Two years before I graduated I began to inquire what I was made for—what calling should I follow? It was hard to decide. Mr. Washington's teaching had impressed me that I should do something to help those less fortunate than myself, and that in the very darkest place I could find. My father had called me to his death-bed and said to me: "Son, I want you to become a teacher of your people. I have done what I could in that direction. The people need your services." I recalled how in his last moments I had promised him I would carry out his wishes. There was nothing else left for me to do but to go into those dark places. But there was the rub; and every Sunday evening Mr.
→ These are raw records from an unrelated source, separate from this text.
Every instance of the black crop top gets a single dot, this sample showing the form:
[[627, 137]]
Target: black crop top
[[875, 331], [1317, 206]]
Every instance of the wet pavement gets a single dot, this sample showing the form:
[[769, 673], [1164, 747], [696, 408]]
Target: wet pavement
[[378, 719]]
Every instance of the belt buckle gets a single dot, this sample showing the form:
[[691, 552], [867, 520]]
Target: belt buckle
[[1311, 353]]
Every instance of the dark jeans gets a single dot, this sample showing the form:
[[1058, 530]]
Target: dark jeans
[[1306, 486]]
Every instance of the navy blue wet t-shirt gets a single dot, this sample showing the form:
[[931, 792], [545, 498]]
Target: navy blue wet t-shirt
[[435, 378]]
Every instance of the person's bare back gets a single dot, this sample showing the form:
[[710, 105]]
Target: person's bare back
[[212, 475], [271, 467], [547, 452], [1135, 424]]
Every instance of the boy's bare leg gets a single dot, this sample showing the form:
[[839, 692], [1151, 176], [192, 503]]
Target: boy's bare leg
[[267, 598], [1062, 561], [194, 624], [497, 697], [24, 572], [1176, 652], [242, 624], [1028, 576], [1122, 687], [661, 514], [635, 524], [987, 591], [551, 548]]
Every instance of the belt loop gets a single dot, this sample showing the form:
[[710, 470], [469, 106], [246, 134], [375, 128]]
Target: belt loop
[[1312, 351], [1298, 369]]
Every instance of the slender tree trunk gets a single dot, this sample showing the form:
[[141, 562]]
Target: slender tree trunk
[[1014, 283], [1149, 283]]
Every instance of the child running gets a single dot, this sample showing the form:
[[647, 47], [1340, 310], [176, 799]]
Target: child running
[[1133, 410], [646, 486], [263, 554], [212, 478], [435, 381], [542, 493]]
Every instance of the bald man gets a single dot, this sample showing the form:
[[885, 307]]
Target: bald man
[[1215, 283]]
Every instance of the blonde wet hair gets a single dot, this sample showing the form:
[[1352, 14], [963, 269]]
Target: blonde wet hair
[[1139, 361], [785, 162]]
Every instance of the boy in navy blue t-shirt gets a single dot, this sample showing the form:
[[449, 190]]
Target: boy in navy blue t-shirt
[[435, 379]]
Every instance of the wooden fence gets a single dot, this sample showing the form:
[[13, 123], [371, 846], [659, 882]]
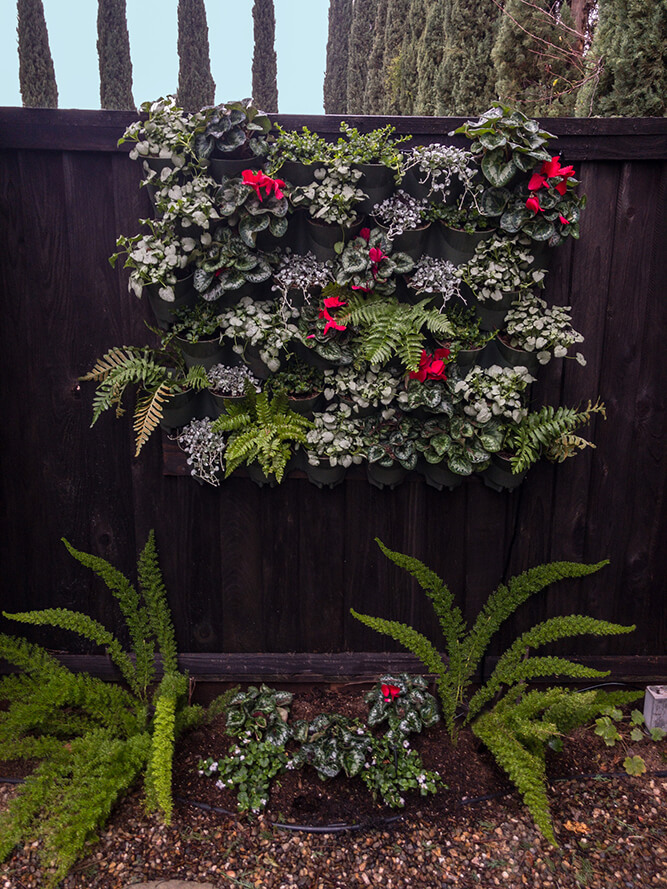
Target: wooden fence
[[259, 573]]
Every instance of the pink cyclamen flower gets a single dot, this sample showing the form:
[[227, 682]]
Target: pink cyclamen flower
[[533, 204]]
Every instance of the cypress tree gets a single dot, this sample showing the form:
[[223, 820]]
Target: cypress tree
[[37, 76], [264, 65], [360, 46], [196, 86], [466, 79], [335, 77], [537, 58], [627, 61], [375, 92], [113, 51], [408, 80], [394, 34], [429, 58]]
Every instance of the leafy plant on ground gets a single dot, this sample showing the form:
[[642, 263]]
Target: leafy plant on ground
[[606, 727], [93, 738], [527, 722]]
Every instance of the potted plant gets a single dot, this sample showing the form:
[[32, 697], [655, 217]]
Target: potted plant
[[167, 392], [376, 155], [506, 142], [302, 383], [534, 332], [263, 430], [225, 382], [260, 332], [454, 446], [332, 201], [441, 173], [390, 448], [205, 450], [324, 340], [467, 340], [403, 219], [196, 332], [333, 445], [164, 141], [390, 330], [500, 271], [300, 278], [160, 260], [434, 276], [230, 269], [548, 432], [365, 389], [295, 154], [493, 392], [368, 264], [232, 136], [253, 205]]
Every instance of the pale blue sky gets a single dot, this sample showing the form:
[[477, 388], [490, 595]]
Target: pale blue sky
[[301, 36]]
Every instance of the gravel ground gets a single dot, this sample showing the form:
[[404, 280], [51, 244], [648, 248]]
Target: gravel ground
[[612, 832]]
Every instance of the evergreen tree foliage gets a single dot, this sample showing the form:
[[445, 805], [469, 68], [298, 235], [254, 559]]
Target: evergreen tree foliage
[[407, 82], [362, 31], [429, 58], [375, 92], [264, 64], [37, 76], [196, 86], [394, 34], [537, 58], [627, 62], [466, 80], [335, 76], [113, 51]]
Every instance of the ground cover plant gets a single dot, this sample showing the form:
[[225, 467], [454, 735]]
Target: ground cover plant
[[93, 739]]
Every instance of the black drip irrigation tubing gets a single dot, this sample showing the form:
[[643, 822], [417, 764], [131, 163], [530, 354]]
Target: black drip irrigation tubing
[[381, 821]]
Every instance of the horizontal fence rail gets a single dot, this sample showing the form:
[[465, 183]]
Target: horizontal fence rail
[[276, 571]]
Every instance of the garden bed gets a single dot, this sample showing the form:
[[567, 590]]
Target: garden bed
[[475, 832]]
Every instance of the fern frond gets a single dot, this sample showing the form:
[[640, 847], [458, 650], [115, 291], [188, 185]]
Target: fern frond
[[504, 601], [155, 594], [148, 414], [134, 613], [84, 626]]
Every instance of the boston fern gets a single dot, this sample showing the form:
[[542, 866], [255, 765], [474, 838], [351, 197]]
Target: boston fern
[[93, 738], [263, 429], [466, 648], [387, 327]]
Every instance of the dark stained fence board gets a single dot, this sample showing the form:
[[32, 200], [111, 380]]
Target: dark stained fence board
[[253, 570]]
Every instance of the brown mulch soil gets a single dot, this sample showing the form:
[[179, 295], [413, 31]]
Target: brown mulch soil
[[612, 829]]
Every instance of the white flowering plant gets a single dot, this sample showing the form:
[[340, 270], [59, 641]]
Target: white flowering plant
[[494, 392], [534, 326], [435, 166], [364, 386], [205, 449], [158, 257], [500, 266], [437, 276], [335, 438], [261, 324]]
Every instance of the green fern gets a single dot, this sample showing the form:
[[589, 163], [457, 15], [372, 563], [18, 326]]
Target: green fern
[[263, 429], [388, 327], [519, 727], [93, 738], [549, 433]]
Washington thundered that same theme: "Go into the darkest places, the places where you are most needed, and there give your life with little thought of self." I knew about those dark places. I had been born in one of them. I had been spending my vacations teaching in them.

Once, while teaching in the State of Georgia, I boarded with a family where there were fifteen besides myself, all sleeping, eating, and cooking in the same room. There were three young women in the family. When bedtime came I had to go out of doors and amuse myself with the stars till all the women were in bed; then they would extinguish the hearth-light by putting some ashes on it and let me come in and go to bed. I had to keep my head under the cover the next morning while they got up and dressed. I used to sleep with my nose near a crack in the wall in order to get fresh air. One little girl in the family, while saying her prayers one night, begged the Lord to let the angels come down and stay with them that night. Her little brother promptly interrupted her by saying that she ought to have sense enough to know that there was no room in that bed for angels, as there were already five persons in it. I was used to the country and its worst conditions. I prayed over the matter till finally I gave myself, heart and mind, to whatever place should call me.

During my last year at Tuskegee I was made a substitute salaried teacher in the night-school. My financial burdens were now lifted and my school life became one great pleasure. Toward the end of my Senior year I decided to try for the Trinity Prize of $25 for the best original oration. I remembered what Mr. Washington had so often said: that a man usually gets out of a thing what he puts into it. I determined to put $100 worth of effort into this contest. I was awarded the prize.

A place was offered to me at Tuskegee as academic teacher, but I declined it. I had settled in my mind that I would go to the State of Mississippi, which I had found by two years of investigation was the place where my services were most needed. I could not go to Mississippi at once. I had not money to pay my way, so I accepted a position with my friend, William J. Edwards, at his school in Snow Hill, Ala., where I worked for four years, never losing sight of my Mississippi object. While at Snow Hill I married Miss Mary Ella Patterson, a Tuskegee graduate of the Class of '95. We put our earnings together and built us a comfortable little home. One child, William Sidney, was born to us, but lived only six months.